If I thought I could get even the first 5 words out of that without turning into a mess, I would. But even as I sit here writing, waiting for the dough for the sticky buns that I make for the Thanksgiving Breakfast at my mother in laws to rise, I am crying.

It's funny, I don't want to idealize anything. The fights my aunt and I had, most especially on holidays, were somewhat legendary. She and I could push each other's buttons like no one's business. Fiery, Latina women who loved each other unconditionally and had very very very different opinions about things can do that. We can scream and yell and fight (and oh, we did) and then pose for a picture with our noses red and eyes swollen as soon as it is over (which she had framed so that we'd "always remember"). And now, there will be no fights. But it won't be better. It won't ever be better.

I am thankful for a lot. I am.

Monday, November 24, 2008

Popular

I was not a popular kid in elementary school. I was pseudo friends with one of the popular kids for a few years, but it turned out she was using me to do her bidding, and things ended badly. I started the elite, rich, white Catholic school in 3rd grade, when my mom went in and begged the principal to not make me be subjected to the dreaded busing happening in the public school system...and there I was. #61 in the 3rd grade, where the classrooms were only set up for 30 per. I was extra. And my first day of school was maybe their 3rd day, they had all been together since kindergarten, and I had no uniform, no religious training, and I was half jewish, and I was poor, chubby, melodramatic, hispanic, and the child of parents who were divorcing. Needless to say, I didn't really start off on the right foot.

There are horrific stories I could tell, but I can save that for another day. Suffice to say that I was physically and emotionally abused by everyone from the children right up to the principal for the entire time I was there, and it was awful. Six years of awful.

Cut to 6 years later, and I was graduating 8th grade with a bright future...my parents had promised public school. We had moved to a better neighborhood, and I was going to be allowed to attend the local school. I did well there, making friends I still have to this day, and I am not just talking about on facebook. I had the lead in the school play (despite being physically wrong for the part. Even after a summer at weight watcher's camp, I was unconvincing as a young girl being hidden away in an attic during WW2...but I was the better actor, so I got it), and was even voted "most loveable" in a non-sham "most polls" contest for the 9th graders at the end of the school year. High school was great too...lots of fun, lots of friends, and I enjoyed my Drama geek status which had me not in the "cool kids" group, but with plenty of friends (and, technically, my own kingdom) regardless. Being involved in the Y and Rocky Horror kept me social and busy and I didn't look back to the days of being the kid who would sit down at a table at lunch and have the whole table get up and move.

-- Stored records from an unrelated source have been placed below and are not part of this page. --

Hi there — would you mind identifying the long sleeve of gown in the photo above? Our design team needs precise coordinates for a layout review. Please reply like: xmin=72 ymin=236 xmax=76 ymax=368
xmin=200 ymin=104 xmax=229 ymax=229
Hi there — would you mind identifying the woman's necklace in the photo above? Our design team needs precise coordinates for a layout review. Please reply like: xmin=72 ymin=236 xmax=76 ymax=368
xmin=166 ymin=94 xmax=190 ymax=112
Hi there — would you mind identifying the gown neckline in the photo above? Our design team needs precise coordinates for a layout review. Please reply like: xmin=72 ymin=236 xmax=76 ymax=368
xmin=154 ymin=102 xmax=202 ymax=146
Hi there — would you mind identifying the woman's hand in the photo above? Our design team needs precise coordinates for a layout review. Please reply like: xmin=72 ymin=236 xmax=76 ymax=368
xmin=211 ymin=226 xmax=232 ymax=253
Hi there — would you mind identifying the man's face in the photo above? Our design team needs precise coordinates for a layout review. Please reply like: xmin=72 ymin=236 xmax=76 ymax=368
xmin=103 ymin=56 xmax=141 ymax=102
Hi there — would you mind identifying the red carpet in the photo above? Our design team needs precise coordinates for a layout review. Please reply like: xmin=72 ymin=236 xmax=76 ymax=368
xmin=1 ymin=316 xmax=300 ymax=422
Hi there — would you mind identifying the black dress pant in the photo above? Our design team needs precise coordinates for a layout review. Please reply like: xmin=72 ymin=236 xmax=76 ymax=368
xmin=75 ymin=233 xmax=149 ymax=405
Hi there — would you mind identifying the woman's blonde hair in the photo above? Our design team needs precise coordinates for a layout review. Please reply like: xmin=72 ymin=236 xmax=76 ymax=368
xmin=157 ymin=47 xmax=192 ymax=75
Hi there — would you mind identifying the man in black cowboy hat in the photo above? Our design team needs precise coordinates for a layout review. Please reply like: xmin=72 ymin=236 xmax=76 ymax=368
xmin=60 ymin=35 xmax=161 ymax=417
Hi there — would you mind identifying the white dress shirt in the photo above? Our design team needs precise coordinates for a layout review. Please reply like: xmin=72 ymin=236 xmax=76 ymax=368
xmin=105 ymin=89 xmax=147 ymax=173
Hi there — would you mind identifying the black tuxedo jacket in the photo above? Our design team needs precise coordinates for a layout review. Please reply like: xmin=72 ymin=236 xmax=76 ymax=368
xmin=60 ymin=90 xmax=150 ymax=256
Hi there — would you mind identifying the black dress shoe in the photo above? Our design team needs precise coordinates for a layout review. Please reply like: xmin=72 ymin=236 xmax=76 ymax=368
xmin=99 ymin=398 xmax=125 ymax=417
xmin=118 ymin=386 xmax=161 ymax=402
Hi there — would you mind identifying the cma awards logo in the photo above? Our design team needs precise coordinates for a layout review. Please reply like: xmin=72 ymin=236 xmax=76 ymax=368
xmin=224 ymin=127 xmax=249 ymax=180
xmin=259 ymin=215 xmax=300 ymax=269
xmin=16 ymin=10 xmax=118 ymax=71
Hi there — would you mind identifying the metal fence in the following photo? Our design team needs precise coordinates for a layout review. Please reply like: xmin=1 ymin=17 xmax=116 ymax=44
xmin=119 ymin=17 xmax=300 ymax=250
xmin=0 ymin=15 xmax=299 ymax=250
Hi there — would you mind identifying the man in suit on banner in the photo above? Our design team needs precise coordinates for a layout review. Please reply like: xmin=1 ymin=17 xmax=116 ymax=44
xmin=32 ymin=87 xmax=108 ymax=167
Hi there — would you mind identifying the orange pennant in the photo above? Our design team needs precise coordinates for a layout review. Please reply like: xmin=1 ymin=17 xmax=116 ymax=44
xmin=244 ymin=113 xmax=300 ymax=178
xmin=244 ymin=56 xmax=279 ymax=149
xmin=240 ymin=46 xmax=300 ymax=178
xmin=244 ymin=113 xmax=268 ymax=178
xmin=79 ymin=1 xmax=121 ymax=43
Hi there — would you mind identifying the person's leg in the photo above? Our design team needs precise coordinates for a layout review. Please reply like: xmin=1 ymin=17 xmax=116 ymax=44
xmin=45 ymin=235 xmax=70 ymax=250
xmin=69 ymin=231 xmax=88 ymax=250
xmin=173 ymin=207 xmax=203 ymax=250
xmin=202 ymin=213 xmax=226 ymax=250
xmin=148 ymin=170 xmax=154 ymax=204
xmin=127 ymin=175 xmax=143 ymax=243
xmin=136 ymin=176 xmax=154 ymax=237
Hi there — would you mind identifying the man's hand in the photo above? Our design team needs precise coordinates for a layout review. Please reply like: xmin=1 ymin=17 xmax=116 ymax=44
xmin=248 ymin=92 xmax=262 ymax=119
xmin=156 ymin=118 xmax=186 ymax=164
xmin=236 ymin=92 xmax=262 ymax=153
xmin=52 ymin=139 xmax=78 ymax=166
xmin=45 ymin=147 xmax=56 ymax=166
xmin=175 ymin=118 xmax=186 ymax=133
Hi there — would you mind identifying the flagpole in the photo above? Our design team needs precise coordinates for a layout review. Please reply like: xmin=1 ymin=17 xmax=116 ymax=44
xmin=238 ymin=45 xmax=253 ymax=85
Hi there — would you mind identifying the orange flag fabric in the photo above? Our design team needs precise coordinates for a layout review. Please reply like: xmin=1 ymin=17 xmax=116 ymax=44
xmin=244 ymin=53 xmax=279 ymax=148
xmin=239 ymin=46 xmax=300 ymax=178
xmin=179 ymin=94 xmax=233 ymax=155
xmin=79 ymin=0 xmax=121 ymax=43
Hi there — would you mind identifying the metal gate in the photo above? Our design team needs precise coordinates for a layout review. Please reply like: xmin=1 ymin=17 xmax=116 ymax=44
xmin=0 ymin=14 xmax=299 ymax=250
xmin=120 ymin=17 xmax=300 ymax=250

But that doesn't mean that the scars of that time aren't there...they manifest themselves in different ways. I am a people pleaser. I like people to like me. I don't like it when people are displeased with me. I have never had the "fuck it, who cares what people think" mentality, which I totally blame on the years I spent surviving at St. Pauls. I have gotten a little better over the years, but not by much.

So I have come across a situation where someone is displeased with me. And it is for something I did, kind of. And I suppose I could say fuck it, cause honestly the outcome would have not one bit of effect on my life, but I just suck at that, plus it is something I don't want to do. So I am feeling blue and annoyed and just totally unsure as to how to proceed. And this is the first time I have blogged about something like this in a public blog, so I feel very vulnerable...but I felt the need to write it down.